It was with a sense of relief that I heard this week that my niece has finally secured a work placement, to gain invaluable experience in the work place, before resuming the final year of her degree course in 2014. A recent review of her numerous un-successful applications helped address where things were perhaps going wrong. I hope sharing these may help others in a similar position.
Applications should demonstrate time has been spent researching the company and a keen interest in what they do. They should be addressed personally to the relevant individual, be clear, to the point, spelt and formatted accurately. Beware ‘copy and paste.’ An application letter with CV will give a better impression than an email unless the latter is requested.
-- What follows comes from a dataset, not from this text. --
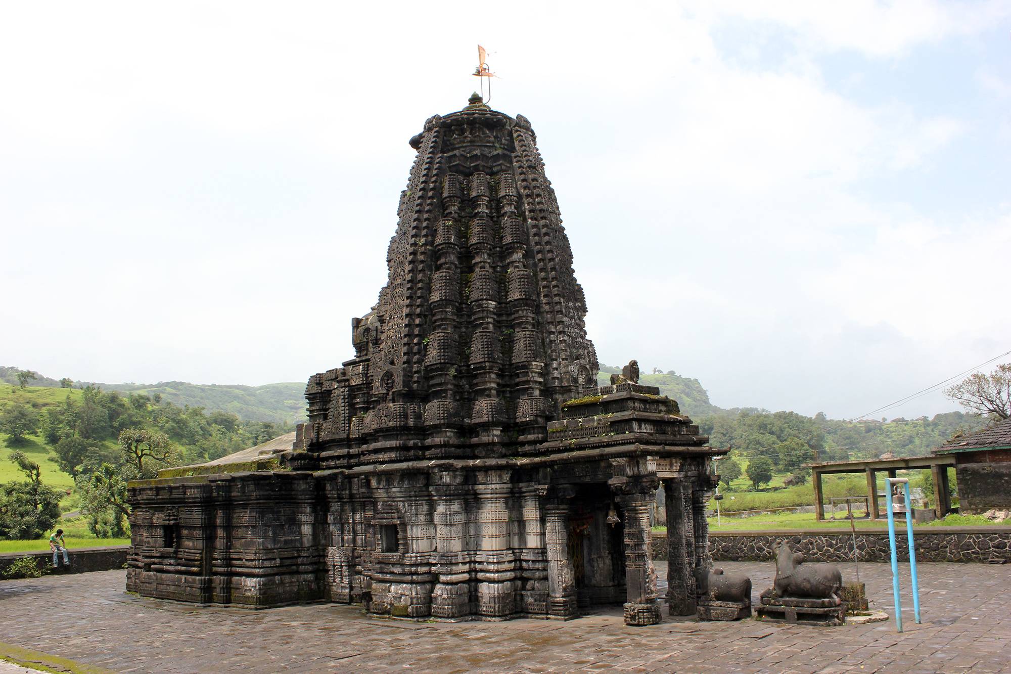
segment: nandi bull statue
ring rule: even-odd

Within the letter, emphasise a reliable, committed approach to working hard and that you are willing to make a contribution via mundane tasks such as filing, photo-coping, making tea or data entry, in exchange for the opportunity to learn and utilise new skills. Spending time in the work-place builds valuable experience and transferable skills no matter what tasks are undertaken on a daily basis. Work will not always be exciting and getting used to the varied demands of 9 to 5 will be beneficial later. Prove yourself indispensable by being very good at basic tasks, which support the effectiveness of the company as a whole and this will undoubtedly lead to other opportunities.
When invited for interview, turning up on time and dressed appropriately for the workplace will give a good impression. A portfolio showing examples of relevant project work or references from previous employers which demonstrate reliability and a hard working attitude will support your application. Appear enthusiastic, interested, well-informed and keen to learn.